Was it dangerous being in New Orleans after Katrina? Let me put it this way, before Katrina New Orleans’ murder rate was 10 times the national average. Then after Katrina you have a city that is mostly deserted, many areas that were still dark and without electricity, little to no basic necessities like gas, food, water. Criminal activity, violence, and looting became a serious problem. Murder continued unabated by the waters of Katrina. There was a murder at the Superdome (person had his head cut off) and at the Convention Center among the refugees. Sniper fire was reported across the city and the sounds of gunfire were frequent and common. Put in the mix that most police officers were busy with rescue efforts and to make things worse, one third of the New Orleans Police force deserted the city.
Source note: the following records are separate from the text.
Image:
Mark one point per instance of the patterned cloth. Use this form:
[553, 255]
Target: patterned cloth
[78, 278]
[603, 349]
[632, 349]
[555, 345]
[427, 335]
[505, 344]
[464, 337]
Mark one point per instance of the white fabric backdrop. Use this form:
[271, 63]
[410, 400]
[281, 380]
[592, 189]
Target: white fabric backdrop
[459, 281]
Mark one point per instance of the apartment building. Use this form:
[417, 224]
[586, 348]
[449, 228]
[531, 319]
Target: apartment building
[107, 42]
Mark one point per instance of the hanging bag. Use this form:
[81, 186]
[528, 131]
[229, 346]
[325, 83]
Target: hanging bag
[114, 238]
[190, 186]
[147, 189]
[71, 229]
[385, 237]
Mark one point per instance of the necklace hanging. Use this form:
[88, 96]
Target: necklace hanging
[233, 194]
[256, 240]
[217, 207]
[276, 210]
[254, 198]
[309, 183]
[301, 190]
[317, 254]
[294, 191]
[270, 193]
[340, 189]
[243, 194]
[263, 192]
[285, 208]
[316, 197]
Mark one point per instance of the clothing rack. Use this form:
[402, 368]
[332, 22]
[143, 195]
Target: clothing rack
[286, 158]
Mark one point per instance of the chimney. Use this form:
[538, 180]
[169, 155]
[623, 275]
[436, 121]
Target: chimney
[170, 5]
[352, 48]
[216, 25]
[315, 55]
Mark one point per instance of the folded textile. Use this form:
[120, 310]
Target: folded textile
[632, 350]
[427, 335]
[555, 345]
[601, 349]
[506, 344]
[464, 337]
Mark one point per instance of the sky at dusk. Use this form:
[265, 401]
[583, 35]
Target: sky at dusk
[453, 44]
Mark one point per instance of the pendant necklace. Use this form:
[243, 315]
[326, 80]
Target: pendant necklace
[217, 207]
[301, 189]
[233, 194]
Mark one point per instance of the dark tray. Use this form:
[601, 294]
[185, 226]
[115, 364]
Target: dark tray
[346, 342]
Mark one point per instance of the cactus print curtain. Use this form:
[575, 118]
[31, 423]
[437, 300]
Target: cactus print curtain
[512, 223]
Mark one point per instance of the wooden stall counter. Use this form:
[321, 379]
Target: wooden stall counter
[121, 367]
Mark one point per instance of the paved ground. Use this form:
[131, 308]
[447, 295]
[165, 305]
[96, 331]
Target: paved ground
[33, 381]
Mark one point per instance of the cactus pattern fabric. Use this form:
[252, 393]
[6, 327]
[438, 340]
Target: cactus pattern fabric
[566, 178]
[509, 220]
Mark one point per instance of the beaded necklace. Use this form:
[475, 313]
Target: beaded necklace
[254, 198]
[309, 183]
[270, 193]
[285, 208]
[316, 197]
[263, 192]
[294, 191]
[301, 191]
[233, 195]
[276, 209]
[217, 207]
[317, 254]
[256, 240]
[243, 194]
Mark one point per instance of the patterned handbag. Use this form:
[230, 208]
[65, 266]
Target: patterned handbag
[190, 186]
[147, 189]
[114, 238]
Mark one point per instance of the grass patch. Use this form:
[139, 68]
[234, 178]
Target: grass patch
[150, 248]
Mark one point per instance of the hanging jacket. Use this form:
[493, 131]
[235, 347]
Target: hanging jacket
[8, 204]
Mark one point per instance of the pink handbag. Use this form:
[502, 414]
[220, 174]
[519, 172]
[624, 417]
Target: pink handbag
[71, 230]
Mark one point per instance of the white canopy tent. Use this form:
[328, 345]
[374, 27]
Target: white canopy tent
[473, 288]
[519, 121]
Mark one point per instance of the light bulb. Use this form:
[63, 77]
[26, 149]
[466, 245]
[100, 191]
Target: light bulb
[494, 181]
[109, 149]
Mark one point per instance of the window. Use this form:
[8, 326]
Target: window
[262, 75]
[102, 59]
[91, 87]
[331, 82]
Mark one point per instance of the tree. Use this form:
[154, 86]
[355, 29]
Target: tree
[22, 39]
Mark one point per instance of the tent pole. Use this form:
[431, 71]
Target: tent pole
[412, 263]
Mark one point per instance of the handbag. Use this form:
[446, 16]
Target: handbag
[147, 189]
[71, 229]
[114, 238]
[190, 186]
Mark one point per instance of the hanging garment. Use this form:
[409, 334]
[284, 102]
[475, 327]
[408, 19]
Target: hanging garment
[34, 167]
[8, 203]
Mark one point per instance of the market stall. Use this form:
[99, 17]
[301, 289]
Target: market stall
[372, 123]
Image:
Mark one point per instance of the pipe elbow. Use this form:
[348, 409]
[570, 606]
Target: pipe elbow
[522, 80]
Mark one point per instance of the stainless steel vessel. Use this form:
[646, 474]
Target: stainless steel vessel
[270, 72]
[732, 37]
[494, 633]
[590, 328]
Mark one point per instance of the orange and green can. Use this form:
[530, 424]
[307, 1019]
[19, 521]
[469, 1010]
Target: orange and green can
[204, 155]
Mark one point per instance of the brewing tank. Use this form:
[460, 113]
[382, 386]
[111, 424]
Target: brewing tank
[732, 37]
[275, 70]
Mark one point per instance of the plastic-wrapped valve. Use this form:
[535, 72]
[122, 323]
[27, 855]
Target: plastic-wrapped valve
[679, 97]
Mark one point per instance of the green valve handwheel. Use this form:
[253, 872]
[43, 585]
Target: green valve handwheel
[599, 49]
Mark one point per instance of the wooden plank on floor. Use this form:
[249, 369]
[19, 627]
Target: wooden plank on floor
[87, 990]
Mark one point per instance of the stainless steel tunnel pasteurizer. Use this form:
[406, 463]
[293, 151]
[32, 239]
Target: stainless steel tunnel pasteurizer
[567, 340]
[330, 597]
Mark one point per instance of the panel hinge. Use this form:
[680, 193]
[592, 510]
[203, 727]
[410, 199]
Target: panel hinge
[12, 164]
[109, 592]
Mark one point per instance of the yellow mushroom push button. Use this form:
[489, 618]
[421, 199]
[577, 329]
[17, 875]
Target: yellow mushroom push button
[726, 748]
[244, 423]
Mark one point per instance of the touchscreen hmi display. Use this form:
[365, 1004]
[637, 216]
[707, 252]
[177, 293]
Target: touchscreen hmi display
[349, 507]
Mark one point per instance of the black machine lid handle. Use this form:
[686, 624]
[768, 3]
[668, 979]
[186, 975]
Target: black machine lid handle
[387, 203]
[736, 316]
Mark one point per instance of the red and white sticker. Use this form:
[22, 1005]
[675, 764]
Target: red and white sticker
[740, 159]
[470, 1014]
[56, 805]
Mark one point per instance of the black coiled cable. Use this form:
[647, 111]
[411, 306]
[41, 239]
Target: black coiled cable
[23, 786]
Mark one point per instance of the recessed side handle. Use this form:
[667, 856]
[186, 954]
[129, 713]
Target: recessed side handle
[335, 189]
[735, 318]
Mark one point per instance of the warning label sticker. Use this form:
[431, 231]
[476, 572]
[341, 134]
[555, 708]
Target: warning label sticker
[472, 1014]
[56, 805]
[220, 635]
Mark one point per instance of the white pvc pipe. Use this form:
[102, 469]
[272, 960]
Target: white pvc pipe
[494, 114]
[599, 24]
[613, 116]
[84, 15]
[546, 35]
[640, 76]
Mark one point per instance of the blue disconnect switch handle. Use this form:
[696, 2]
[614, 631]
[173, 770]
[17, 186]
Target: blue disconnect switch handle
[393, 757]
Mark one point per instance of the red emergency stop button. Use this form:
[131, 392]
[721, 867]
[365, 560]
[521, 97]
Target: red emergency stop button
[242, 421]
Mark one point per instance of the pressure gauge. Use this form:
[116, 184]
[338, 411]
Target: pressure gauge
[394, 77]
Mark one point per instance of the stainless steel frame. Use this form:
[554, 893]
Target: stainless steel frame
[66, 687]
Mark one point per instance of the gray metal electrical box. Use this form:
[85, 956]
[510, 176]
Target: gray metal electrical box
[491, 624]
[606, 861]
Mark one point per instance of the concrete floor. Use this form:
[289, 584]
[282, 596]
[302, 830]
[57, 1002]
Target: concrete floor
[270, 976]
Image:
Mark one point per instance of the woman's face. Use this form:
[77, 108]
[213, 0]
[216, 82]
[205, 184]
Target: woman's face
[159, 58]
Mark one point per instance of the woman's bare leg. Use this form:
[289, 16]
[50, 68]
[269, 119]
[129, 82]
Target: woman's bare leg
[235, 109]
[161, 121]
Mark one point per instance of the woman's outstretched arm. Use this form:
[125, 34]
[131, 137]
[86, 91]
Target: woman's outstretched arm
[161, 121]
I had the unique opportunity to visit the city five months after Katrina. When I visited, it was still hard to find a restaurant or even a fast food place open, when you did the menus were abbreviated. The city was largely deserted and any store that was open had to close by curfew at 6 p.m. My youngest son Keith was employed by the security firm Wackenhut and a member of their Global Response Team. He was called up the morning Katrina hit Louisiana and remained there for 2 years. He worked as Field Supervisor for the New Orleans office and so I got the grand tour. I guarantee you there were many places, including downtown after dark I would not have gone by myself. Keith was my tour guide, chuffer, and personal bodyguard.